Aanstaande week, 25 mei is de Algemene Verordening Gegevensbescherming (AVG) vier jaar van kracht. Nog steeds bestaan er veel mythes over de AVG. De 5 belangrijkste AVG-mythes. We ontkrachten ze in deze blog.
Mythe 1: De AVG is alleen van toepassing voor grotere organisaties
Dit is de eerste en grootste misvatting van. De belangrijkste 5 AVG mythes. De AVG geldt voor alle organisaties: van vereniging tot N.V. ongeacht het aantal medewerkers of leden. Dus ook bijvoorbeeld zzp-ers zijn gehouden te voldoen aan de AVG.
Ik vermoed dat dit misverstand is ontstaan door artikel 30 lid 5. Daarin is de generieke regel opgenomen dat de verplichting om een Register van Verwerkingsactiviteiten te houden niet voor organisaties met minder dan 250 medewerkers geldt. Echter de uitzonderingen op die regel die daarna volgen is dermate breed dat in de praktijk elke organisatie ook een Register op moet stellen.
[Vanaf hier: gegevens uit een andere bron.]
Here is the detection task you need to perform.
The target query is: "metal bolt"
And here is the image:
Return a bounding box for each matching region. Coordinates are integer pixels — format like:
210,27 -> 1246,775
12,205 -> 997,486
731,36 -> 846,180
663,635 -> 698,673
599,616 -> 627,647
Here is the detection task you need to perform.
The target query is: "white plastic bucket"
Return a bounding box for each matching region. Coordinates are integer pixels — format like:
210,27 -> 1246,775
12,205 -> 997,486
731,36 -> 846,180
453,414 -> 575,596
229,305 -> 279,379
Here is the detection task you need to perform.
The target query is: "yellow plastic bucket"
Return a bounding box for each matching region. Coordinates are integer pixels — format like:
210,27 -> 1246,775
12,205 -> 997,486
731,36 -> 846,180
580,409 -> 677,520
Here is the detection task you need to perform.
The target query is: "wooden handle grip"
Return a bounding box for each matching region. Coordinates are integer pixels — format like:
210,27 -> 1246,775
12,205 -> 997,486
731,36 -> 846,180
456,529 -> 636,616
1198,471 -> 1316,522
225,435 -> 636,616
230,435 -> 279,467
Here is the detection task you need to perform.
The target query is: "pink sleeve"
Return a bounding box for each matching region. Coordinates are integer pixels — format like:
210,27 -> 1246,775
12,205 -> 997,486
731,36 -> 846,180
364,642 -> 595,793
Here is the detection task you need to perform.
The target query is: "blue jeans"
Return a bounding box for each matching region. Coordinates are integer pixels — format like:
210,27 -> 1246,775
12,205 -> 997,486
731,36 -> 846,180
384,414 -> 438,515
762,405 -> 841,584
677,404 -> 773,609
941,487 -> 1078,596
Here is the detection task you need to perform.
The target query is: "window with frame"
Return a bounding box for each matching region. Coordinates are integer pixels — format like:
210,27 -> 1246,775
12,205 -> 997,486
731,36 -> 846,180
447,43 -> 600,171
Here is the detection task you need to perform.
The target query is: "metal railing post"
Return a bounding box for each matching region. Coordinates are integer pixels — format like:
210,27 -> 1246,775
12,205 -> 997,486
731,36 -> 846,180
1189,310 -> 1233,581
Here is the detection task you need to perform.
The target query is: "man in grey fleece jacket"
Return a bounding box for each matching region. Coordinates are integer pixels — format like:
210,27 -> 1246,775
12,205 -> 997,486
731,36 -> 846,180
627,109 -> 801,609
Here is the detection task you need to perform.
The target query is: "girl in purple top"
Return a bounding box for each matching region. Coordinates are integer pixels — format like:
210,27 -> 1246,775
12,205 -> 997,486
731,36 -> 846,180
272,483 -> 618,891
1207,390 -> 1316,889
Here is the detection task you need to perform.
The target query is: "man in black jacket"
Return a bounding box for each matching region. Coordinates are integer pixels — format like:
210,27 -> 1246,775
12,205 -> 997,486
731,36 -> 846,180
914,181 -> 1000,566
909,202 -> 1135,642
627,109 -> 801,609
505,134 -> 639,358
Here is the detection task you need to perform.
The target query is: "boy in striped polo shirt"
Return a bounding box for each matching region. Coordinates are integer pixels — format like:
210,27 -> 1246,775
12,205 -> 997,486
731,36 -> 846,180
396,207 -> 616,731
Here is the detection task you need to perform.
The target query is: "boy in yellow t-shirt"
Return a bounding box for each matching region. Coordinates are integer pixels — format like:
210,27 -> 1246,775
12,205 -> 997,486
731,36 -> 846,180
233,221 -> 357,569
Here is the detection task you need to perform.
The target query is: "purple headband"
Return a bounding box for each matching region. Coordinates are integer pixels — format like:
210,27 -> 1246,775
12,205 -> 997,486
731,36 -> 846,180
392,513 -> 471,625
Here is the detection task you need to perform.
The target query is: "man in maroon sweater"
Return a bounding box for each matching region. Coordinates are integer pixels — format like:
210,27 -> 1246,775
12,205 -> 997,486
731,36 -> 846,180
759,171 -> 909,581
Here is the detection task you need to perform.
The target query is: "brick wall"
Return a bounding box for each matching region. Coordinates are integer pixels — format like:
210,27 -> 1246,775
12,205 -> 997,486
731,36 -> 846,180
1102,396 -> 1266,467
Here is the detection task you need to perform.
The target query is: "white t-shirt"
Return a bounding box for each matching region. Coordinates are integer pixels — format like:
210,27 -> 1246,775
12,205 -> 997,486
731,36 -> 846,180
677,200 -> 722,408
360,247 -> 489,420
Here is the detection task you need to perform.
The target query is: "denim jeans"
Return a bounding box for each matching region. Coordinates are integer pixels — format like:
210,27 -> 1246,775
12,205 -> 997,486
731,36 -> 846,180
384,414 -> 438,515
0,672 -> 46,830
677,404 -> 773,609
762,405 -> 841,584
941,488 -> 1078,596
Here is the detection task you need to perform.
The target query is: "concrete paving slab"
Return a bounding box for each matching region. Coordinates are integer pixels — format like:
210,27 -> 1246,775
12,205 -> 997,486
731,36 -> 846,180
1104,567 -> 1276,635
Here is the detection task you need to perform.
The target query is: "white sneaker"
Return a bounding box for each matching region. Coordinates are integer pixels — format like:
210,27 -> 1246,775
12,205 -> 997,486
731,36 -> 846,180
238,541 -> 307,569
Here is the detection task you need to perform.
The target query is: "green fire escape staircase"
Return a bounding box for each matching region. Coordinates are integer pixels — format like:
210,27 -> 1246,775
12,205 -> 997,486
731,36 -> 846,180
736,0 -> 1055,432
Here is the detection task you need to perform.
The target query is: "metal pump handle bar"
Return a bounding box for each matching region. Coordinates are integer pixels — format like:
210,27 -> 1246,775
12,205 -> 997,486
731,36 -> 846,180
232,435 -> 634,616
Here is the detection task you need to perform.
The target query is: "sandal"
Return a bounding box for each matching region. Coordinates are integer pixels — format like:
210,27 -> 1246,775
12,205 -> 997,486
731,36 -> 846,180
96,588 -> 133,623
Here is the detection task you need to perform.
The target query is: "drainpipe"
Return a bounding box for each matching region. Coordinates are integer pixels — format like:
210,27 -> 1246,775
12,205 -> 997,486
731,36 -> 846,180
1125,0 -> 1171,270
Mythe 2: de AVG is alleen maar een extra belasting voor de organisatie
De 5 belangrijkste AVG-mythes: dit is slechts deels een mythe. Want ja, voldoen aan de AVG vraagt een aantal resources van de organisatie. Datalekken moeten worden bijgehouden, in sommige gevallen moet een Functionaris Gegevensbescherming benoemd worden, een Register van Verwerkingsactiviteiten moeten worden opgezet.
Bij veel organisaties leeft ook het idee dat de AVG innovatie in de weg staat en bijvoorbeeld het einde betekent van data-gedreven organisaties.
Niets is minder waar: de AVG biedt organisaties juist kansen. Zo blijkt dat 92% van de organisaties die voldoen aan de AVG een jaar na de invoering een aanzienlijke verhoging van klantcontacten en klantvertrouwen zag.
Uit onderzoek van CISCO bleek dat maar liefst 97% van de organisaties die AVG-compliant zijn:
- een concurrentievoordeel hadden
- aantrekkelijker werden voor investeerders
- een aanzienlijke verbetering van operationele efficiëncy zag.
Mythe 3: AVG is de zorg van de Functionaris Gegevensbescherming (FG) en CISO
Het lijkt er wel eens op dat AVG-compliancy en bescherming van persoonsgegevens vooral het feestje van de FG en CISO zijn.
Juist het tegenovergestelde is het geval. Wat betreft de rol van FG geldt dat deze alleen controlerend en adviserend is. De uiteindelijke verantwoordelijkheid ligt bij het management, directie of bestuur. Zij zijn verwerkingsverantwoordelijke.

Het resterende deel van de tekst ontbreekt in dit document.